Another group, called Al-Salafiyya al-Jihadiyya (roughly translated as "The Forefathers of Jihad"), put out a statement at the beginning of August, warning the Egyptian military not to get caught between them and Israel.

"We don't want our strength to turn against you [the Egyptian military] for any reason," the statement said, according to the Post.

Meanwhile, Egypt is moving more and more men and equipment into the Sinai region. By all accounts, Israel is not pleased with these developments; it has a vested interest in the continued de-militarization of Sinai.

Since the attacks, Israel has expressed concern that Egypt may be pushing in more people and equipment than is allowed by the 1979 peace treaty, an allegation Egypt denies.

Egyptian President Mohammed Morsi told Reuters recently that the campaign in the Sinai, called Operation Eagle, is "in full respect to international treaties."

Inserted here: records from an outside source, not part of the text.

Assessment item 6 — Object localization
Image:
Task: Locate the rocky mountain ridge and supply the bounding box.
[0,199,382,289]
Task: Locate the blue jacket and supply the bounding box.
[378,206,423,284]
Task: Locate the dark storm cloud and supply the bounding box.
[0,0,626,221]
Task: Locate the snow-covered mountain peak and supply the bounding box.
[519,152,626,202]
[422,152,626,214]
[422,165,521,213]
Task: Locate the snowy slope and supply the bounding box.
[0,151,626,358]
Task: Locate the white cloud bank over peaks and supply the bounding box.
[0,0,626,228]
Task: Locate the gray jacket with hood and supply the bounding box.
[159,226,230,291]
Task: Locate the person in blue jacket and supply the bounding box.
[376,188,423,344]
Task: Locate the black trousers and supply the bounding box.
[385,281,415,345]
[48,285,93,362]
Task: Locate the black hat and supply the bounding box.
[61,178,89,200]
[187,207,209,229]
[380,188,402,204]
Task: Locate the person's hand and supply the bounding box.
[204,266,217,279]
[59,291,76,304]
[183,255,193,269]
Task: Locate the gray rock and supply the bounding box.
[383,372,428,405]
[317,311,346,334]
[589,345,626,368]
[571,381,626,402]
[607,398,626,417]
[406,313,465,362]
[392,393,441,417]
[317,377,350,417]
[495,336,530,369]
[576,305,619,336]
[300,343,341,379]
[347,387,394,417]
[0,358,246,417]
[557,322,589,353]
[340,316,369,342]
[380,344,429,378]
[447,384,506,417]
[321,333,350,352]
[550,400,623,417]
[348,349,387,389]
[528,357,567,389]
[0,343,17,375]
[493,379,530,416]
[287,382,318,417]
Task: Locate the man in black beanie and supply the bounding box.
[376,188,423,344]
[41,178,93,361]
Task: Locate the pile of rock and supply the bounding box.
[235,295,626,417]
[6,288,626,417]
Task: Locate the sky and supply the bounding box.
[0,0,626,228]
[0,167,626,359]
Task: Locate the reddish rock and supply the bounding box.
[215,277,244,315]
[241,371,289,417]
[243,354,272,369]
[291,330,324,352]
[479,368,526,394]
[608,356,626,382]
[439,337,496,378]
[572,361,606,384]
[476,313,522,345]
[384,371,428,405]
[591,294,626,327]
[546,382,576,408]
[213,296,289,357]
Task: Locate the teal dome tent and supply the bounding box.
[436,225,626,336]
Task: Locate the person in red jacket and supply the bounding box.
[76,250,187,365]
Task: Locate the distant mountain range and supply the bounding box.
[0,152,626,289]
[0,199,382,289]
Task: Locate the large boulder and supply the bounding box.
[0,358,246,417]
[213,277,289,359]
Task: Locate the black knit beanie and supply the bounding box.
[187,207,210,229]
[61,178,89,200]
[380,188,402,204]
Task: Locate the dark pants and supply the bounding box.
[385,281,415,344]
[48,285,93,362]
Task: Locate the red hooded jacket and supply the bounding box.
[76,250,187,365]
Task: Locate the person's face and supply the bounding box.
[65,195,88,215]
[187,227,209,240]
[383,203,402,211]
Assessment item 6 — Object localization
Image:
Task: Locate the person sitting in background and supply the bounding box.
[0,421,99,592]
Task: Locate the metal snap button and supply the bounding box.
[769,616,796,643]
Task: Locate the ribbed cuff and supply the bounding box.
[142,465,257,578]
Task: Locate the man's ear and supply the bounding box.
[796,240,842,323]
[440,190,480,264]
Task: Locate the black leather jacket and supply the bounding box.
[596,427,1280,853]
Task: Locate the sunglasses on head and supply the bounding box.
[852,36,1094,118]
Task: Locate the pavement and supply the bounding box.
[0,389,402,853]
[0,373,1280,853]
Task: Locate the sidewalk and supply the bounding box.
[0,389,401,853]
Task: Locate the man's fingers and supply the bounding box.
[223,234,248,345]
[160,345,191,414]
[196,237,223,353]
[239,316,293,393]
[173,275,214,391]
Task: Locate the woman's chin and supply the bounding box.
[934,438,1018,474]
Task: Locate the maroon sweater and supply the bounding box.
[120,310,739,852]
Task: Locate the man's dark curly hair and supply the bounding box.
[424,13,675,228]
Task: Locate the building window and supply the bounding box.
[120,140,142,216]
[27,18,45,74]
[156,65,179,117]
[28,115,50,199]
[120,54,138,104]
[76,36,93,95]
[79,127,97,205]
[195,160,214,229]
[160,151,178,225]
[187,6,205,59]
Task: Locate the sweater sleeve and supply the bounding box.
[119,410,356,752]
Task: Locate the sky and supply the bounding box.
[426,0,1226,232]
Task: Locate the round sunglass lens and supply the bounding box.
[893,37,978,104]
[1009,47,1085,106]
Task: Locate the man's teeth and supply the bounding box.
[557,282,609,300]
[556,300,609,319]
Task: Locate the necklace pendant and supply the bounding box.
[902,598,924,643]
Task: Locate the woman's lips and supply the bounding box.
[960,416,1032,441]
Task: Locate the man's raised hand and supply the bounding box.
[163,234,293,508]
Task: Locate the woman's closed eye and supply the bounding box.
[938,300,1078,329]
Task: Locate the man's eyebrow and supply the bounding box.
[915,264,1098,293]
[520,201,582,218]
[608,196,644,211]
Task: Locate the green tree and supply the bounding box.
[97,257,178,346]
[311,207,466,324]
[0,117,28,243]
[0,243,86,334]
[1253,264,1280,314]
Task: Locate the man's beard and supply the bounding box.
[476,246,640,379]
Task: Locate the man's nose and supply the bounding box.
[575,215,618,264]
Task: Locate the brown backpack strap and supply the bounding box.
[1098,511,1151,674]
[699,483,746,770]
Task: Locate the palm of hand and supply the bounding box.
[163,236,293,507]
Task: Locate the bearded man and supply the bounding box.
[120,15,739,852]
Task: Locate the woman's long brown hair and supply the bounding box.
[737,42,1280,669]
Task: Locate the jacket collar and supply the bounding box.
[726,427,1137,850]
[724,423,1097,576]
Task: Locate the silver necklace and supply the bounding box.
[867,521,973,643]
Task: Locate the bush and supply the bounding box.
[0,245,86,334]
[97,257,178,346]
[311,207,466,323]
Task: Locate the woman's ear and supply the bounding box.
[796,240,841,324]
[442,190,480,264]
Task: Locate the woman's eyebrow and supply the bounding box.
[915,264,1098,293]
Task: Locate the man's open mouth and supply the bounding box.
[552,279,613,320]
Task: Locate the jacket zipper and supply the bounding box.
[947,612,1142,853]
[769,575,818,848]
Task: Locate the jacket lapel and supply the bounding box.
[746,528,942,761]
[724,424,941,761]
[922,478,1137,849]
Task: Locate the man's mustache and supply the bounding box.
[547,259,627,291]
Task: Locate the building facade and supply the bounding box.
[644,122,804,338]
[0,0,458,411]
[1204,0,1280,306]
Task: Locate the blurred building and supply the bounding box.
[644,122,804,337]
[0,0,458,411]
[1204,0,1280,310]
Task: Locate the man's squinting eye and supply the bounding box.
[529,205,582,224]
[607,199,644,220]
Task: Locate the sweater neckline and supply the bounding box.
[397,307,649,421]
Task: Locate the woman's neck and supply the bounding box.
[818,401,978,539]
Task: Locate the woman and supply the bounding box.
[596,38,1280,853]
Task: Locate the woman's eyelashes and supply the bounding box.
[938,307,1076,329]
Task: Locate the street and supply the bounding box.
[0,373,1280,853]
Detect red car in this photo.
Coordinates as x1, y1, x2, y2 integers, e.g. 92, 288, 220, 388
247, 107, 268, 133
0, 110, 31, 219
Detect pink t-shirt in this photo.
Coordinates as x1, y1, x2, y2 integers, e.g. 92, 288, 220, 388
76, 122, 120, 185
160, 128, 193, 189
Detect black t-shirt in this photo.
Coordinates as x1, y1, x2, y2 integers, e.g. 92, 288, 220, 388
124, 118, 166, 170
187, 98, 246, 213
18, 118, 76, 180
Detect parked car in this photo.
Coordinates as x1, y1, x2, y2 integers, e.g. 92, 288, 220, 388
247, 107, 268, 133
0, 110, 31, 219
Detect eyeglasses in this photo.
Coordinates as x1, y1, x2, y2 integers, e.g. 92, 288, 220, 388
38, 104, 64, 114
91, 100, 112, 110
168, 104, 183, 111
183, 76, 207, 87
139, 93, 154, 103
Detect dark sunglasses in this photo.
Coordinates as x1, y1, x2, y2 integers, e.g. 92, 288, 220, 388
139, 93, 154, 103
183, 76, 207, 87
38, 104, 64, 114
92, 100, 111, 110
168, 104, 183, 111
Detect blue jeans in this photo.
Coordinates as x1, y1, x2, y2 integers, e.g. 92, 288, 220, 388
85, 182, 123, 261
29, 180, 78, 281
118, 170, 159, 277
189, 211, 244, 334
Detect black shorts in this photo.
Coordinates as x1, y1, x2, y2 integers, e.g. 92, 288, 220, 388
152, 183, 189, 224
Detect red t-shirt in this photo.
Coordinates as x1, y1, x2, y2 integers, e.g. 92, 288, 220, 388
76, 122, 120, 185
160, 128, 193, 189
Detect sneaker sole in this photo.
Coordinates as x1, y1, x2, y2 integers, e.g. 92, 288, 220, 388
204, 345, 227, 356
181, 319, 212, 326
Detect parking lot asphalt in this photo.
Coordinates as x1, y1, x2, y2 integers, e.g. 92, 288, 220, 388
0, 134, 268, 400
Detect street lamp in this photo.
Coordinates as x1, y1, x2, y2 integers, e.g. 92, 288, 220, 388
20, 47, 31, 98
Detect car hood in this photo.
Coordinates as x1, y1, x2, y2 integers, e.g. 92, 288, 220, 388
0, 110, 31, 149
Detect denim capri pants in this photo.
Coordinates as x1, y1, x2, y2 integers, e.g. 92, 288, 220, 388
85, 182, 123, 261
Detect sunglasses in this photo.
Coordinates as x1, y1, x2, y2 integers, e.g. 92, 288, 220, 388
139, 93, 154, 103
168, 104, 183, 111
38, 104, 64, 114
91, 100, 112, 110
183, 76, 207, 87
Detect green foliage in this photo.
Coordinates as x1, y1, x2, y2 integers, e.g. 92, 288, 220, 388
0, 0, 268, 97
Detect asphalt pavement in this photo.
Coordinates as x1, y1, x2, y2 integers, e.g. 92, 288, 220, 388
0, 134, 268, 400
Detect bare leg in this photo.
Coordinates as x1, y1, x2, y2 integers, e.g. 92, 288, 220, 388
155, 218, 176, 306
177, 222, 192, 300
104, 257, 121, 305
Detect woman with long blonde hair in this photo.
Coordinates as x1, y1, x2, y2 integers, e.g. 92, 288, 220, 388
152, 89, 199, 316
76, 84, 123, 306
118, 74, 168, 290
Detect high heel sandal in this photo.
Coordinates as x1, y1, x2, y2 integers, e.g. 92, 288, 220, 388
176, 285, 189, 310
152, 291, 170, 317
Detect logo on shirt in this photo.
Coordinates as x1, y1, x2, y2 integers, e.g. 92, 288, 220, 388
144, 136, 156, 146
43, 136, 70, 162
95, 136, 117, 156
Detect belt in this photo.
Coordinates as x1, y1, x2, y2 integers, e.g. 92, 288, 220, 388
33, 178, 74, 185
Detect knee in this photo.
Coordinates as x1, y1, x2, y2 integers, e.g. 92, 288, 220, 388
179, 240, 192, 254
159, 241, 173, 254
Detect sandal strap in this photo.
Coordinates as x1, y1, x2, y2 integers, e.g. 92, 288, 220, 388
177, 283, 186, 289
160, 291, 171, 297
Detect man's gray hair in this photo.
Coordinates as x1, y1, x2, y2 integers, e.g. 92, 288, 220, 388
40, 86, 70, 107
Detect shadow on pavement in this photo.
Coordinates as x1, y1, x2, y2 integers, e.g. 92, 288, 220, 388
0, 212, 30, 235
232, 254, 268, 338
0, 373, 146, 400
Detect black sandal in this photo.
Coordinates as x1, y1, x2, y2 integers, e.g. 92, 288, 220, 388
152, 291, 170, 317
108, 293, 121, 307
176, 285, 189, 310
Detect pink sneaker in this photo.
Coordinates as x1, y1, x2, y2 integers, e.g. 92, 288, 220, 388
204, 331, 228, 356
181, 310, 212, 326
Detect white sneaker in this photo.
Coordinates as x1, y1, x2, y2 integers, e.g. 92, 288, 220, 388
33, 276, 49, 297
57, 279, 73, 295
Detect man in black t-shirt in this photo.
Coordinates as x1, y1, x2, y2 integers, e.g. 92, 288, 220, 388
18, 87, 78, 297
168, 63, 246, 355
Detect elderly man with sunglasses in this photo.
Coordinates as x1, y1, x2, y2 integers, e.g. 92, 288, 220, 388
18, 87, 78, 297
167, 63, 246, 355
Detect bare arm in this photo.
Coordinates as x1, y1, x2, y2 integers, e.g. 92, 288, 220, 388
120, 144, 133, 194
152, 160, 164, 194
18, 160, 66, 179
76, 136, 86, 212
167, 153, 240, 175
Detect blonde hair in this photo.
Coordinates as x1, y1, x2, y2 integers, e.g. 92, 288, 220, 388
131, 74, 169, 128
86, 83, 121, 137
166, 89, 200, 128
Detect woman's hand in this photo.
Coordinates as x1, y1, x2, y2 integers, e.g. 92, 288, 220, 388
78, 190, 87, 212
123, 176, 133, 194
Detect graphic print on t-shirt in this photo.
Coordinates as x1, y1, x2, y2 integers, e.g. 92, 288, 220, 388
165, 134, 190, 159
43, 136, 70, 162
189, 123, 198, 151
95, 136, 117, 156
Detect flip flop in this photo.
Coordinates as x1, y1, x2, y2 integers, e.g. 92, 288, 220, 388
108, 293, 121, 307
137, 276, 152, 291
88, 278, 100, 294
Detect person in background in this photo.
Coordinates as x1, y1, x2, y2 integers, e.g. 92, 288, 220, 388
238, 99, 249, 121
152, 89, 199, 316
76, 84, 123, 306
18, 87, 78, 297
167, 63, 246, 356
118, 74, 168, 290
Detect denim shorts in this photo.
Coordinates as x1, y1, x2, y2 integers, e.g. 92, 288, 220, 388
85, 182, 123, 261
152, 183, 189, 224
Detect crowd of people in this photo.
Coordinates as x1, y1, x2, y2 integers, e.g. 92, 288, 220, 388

Morsi even indirectly told Israel not to worry about the military in the area.

"Egypt is practicing its very normal role on its soil," Morsi told Reuters, "and does not threaten anyone, and there should not be any kind of international or regional concerns at all from the presence of Egyptian security forces."

And Israel, for the moment, has relented.

"We made it clear to Egypt that they should do something about this," Itzhak Levanon, the former Israeli ambassador to Egypt, told the Washington Post.

"Those people were out to destroy the future relations between both countries."

Another Israeli official took a practical view.

"We need to look at this realistically," said, Amos Yadlin, former General and Chief of Staff of the Israeli Air Force to the Israeli military outlet Galei Tzahal.

"The Egyptians going in helps Israel in a large way."